NIMBY forces clubs to lower-income neighborhoods
In order to avoid the worst of the NIMBY offensive, most club owners quickly learned that the neighborhoods where their planned clubs were likely to win local approval were in lower-middle income neighborhoods, often in strip malls or in converted standalone businesses such as restaurants.
Most of these neighborhoods also feature higher-than-average crime rates, but that’s what was available. So there the clubs went. And Texas clubs have been victims of occasional violent crimes — shootings, stabbings, armed robberies, a small handful of each. Anti-poker people would declare that, well, that’s the element that poker attracts, though the larger truth is that the live poker in Texas has already been forced into the areas where those crimes are more prevalent.

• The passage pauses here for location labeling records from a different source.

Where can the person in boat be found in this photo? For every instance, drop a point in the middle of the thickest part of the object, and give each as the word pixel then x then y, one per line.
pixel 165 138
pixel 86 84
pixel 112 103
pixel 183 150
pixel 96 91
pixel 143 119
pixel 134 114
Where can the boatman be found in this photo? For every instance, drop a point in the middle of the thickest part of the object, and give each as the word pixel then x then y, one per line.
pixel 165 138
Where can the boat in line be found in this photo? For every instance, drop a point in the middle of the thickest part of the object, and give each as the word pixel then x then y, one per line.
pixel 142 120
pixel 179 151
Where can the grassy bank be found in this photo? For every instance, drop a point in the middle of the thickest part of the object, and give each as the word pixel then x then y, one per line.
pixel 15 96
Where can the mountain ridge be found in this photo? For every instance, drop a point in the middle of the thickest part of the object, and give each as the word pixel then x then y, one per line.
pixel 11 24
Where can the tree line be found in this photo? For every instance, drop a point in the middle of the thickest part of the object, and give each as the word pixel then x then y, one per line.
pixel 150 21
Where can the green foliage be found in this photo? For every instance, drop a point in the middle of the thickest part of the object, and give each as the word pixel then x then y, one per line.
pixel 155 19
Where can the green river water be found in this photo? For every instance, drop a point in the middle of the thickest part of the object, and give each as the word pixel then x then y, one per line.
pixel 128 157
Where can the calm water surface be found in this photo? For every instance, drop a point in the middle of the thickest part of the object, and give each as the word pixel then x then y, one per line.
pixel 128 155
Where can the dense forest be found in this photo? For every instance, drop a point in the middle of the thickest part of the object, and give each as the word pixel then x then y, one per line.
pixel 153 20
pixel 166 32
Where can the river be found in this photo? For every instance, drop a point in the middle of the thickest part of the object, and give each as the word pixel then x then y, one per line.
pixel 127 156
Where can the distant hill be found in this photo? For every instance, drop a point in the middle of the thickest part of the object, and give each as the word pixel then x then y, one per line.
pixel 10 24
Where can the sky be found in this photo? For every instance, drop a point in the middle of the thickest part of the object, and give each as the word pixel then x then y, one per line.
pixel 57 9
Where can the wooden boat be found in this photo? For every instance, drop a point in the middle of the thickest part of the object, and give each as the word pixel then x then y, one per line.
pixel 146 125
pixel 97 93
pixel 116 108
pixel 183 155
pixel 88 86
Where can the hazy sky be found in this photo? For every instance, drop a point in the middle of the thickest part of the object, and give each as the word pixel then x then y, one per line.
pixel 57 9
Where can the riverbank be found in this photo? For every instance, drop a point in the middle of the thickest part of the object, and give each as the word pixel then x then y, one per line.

It’s a self-fulfilling truism. There’s no easy fix, either, and it parallels in many ways the battles that larger, commercial casinos face when attempting to build venues anywhere in the country. Gamblers want the venues built nearby, but not too close, if you get their drift.
The legislative battle commences
Regardless of how the Dallas poker-room battles end up in the courts, it may a legislative change that renders a more permanent say in the matter. At least three bills pertaining to the legality of social-club poker in Texas have been introduced in Texas since the start of 2023.
Two of the three bills would make changes favorable to Texas’s poker clubs in the state’s existing gambling laws. Those are a House measure, HB 2345, introduced by State Rep. Ryan Guillen in February, and a companion Senate bill, SB 1681, introduced by State Sen. Jose Menendez just last week.
Menendez, our older readers might remember, is that rare Texas pol who’s been pro-poker for a long time. Back in the post-UIGEA years, the late ’00s, when he was a state representative himself, Menendez tried unsuccesfully to get live poker rooms legalized in the Lone Star state in at least three different sessions. Menendez did succeed in getting one of those bills out of committee, but it really never had a chance back then in the face of the anti-gambling Texas Two-Step.
Oh, yeah, that third Texas bill so far in 2023. That’s a measure introduced by State Rep. Gene Wu in January. In its current form, Wu’s bill would effectively end the club-poker era in Texas by changing a single word in Texas’s existing gambling laws. That change is to replace “premise” with “residence”, referring to places where private poker games are legal.
Wu has claimed that despite the bill’s language his intent is to support legalized gambling across the state, and that the bill he submitted doesn’t actually reflect his real intent. Why he submitted it in that form, though, remains unexplained. Weirdness #2: Wu’s district on Houston’s west side, the Westchase neighborhood, includes at least four social-poker clubs, at least three of which have either been raided, been accused of illicit operations, or have been crime scenes, amidst what is one of Houston’s highest-crime areas. I spent three weeks there last year, and I can affirm it’s a mite iffy in spots.
The thing is, the more poker bills that flood the Texas legislature, the more likely it is that any of them will gather the needed support to become law. That’s both good news and bad news for poker in Texas, in that Wu’s anti-poker measure (as it currently exists) might not fare that well, but the flip side is that the matter might well then be decided in the courts via the Dallas cases.
A favorable ruling if one of those cases moves to a conclusion is anything but certain. And as the saying goes, it’s hard to unring a bell.